De nome original “Arkitekten”, “The Architect” é uma série norueguesa estilo “Black Mirror” de quatro episódios com aproximadamente vinte minutos cada que está disponível na plataforma Filmin. Esta ficção (não tão) especulativa, transporta-nos para uma Oslo constringida, futurista, sem carros, onde se tem de consumir para usufruir do espaço “público” e onde os empréstimos bancários são demasiado difíceis de suportar e a crise habitacional leva pessoas com rendimentos acima da média a viver em parques de estacionamento.
A curta duração dos episódios poderia à partida ser uma crítica negativa a apontar, mas seria injusto fazê-lo.

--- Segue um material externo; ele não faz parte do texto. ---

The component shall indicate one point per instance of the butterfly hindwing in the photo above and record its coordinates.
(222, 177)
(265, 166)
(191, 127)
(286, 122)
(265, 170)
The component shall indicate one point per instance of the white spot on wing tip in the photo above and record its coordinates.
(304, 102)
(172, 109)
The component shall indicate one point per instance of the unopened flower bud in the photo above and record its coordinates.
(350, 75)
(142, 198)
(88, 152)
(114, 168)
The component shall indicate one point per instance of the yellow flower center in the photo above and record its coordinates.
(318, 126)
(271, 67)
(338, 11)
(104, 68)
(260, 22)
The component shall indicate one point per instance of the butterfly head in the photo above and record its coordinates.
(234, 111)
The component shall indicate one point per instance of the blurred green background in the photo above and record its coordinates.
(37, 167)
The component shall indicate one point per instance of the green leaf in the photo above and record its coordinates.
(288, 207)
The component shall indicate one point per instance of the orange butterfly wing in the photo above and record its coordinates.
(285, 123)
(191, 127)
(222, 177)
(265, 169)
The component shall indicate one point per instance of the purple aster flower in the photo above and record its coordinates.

É, outrossim, interessante analisar o que a série nos consegue mostrar e transmitir em tão pouco tempo sobre esta “distopia” tão real aos dias de hoje, demonstrando assim toda a mestria da realizadora Kerren Lumer-Klabbers, premiada na Berlinale de 2023 por esta série.

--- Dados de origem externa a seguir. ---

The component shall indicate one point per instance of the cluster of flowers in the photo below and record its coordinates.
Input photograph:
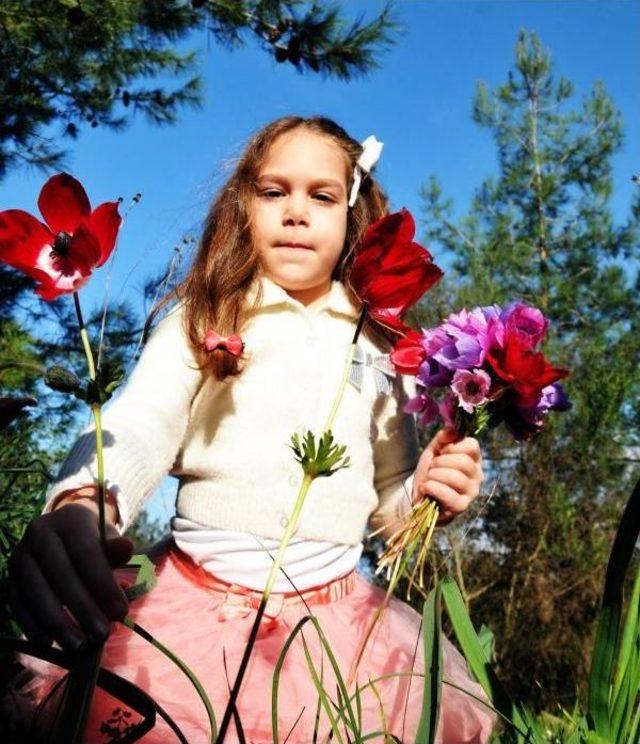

A balança social em perspectiva e os valores humanos postos em causa num mundo cada vez mais focado no “eu” e não na sua inserção em sociedade e onde o sucesso profissional se sobrepõe a tudo e a todos são alguns dos tópicos levemente mas também certeiramente trazidos por este verdadeiro tesouro norueguês onde acompanhamos a actriz Eili Harboe (também conhecida pela sua aparição na série “Succession”), aqui como Julie, uma recém formada arquitecta destinada a não passar de estagiária.
Uma verdadeira roda dos ratos onde tantas pessoas hoje se encontram presas individualmente mas sempre em competição com os seus pares. Como diz a crítica do The Wall Street Journal de forma absolutamente certeira “quanto menos uma ficção especulativa tem de especular, mais perturbadora se torna“.
Releva-se ainda da série o debate “arte vs utilidade”, das idealizações arquitectónicas industriais e frias na busca de uma solução para a crise habitacional. Uma Oslo pouco simpática e acolhedora, assim potenciada pela ausência de cores quentes na fotografia da série.
Trata-se de um piscar de olho a vários tópicos que afectam as gerações actuais numa série que, apesar da sua curta duração, consegue ser brilhante na forma como nos traz um conceito que parece tão absurdo quanto real e num contexto tanto distópico como actual e familiar. “The Architect” é um must see que junta a crítica social a um humor nórdico sempre “cinzento” mas certeiro que nos faz rir de tristeza de nós mesmos.